Bill Gates and Jeff Bezos became the richest men in the world providing technology that lots of people want.
In some cases ‘making money’ might be criticised because the product itself is in some way bad. McDonald’s, for example, is often criticised for selling food that is considered bad for people.
When a company sells a product that is harmful, I believe the public that buys the product should share the blame. It is unrealistic to expect companies to spontaneously stop selling a product that is harmful but popular.
Climate change is the biggest issue facing humans today. It seems unrealistic to blame politicians and corporations for climate change without considering the role of the general public.
To me, climate change has always been a serious issue. I made sure I lived a short distance from my workplace so I didn’t waste a non-renewable resource and generate CO2. Others drove 20km or more to work, without signs of remorse.

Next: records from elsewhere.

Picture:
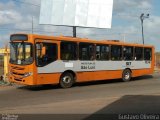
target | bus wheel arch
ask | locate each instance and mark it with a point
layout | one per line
(67, 79)
(126, 75)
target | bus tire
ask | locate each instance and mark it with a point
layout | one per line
(66, 80)
(126, 75)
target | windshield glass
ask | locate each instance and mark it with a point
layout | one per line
(21, 53)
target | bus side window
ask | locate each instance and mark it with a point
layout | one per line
(147, 54)
(127, 53)
(138, 53)
(102, 52)
(68, 51)
(86, 51)
(116, 52)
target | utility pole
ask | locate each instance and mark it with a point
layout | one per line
(74, 31)
(32, 25)
(142, 17)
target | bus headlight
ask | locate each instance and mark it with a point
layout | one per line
(28, 74)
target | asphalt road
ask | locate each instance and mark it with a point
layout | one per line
(139, 96)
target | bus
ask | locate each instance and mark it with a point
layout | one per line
(39, 60)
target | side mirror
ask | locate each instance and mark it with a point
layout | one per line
(43, 52)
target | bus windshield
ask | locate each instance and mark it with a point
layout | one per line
(21, 53)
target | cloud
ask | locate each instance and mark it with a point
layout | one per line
(9, 17)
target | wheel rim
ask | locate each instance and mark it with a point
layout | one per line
(127, 75)
(67, 79)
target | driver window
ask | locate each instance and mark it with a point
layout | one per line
(45, 57)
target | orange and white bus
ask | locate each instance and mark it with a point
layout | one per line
(39, 60)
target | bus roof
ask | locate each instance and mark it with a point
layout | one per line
(69, 38)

I recently spoke to a doctor who lives in Potts Point because his wife works in the Gold Coast. They use 30km worth of petrol going to work. It didn’t seem to cross his mind there was anything wrong with this.
I’ve never heard anyone say that they thought about driving somewhere but didn’t, because of the petrol. Have you? As long as people keep buying petrol and expending it freely, they share the blame for the greenhouse gases.
We live in a democracy, but that means politicians are supposed to do what the people want. It’s pointless to try to force the politicians to take action on climate change while people prefer jobs, cars, and meatburgers to climate action.
When the general public starts eating vegan and driving thrifty cars and installing solar then perhaps we can scream at politicians and businesses. But I expect that then, businesses will start ‘making money’ by catering to what the public wants.